When did you start to code?
I started programming my freshman year of college. I had seen programs like Code Academy before, but my high school didn’t really emphasize the importance of computer science, so I didn’t really try to pursue programming by myself. I started with a class called CS10, which is taught in Snap! Berkeley’s version of Scratch. I fell in love with being able to create so much with programming, and loved the challenges and problem-solving aspects of coding. Being introduced to CS in such a visual way really helped me learn the basics and allowed me to continue taking CS classes without previous experience.
Why is it important for kids to start coding when young?
Everything we use today somehow incorporates technology. Understanding how they work and also building the skills needed to create more types of technology is a valuable skill for kids to learn. The type of thinking that programming fosters is also something that isn’t taught through other classes in school, so learning to code really helps kids pick up important problem-solving skills that they might not learn from school.
What do you find rewarding about teaching kids how to code?

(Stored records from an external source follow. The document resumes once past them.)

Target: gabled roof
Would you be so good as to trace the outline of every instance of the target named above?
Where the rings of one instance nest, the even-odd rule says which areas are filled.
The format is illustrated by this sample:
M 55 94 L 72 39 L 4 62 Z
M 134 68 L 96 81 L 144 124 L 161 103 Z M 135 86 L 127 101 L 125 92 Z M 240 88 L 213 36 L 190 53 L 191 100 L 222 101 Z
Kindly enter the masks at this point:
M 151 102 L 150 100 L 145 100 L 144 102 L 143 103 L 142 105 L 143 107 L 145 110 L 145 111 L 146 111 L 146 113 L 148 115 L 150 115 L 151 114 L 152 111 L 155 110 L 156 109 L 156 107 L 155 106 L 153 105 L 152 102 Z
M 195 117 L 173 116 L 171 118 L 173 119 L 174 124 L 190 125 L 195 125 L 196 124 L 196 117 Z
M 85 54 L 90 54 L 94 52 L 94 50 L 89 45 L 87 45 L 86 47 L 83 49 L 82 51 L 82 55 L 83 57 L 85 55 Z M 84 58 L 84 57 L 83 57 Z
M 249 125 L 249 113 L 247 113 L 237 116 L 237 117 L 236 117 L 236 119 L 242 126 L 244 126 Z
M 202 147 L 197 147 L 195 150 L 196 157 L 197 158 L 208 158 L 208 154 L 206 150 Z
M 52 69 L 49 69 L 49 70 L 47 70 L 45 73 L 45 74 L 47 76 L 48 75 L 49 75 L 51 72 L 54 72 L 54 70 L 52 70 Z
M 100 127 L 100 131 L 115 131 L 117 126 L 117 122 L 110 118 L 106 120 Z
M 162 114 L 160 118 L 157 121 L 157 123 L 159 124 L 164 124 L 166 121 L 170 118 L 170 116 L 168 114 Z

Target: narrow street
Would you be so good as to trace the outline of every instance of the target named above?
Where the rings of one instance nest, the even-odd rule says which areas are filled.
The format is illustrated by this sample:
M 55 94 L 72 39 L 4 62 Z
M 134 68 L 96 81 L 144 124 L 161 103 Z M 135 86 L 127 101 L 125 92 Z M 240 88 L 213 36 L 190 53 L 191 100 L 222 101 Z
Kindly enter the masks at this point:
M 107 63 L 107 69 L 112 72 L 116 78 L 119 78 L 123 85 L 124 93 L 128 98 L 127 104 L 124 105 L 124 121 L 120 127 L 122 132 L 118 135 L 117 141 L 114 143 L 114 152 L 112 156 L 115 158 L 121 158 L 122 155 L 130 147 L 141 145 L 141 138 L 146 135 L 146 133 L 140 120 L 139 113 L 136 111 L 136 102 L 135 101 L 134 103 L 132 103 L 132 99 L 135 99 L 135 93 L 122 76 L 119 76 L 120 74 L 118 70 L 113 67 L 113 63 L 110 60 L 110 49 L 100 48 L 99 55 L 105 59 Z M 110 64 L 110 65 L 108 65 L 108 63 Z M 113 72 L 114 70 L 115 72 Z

The most rewarding part of teaching kids to code is seeing them fully understand a concept for the first time. It’s incredible how quickly kids can learn to create incredible projects with coding, and seeing them really understand how everything they’ve coded works together is a really great feeling. I love when I see kids continue to use these new skills in their projects, without me having to prompt them, because I know that they’re making progress.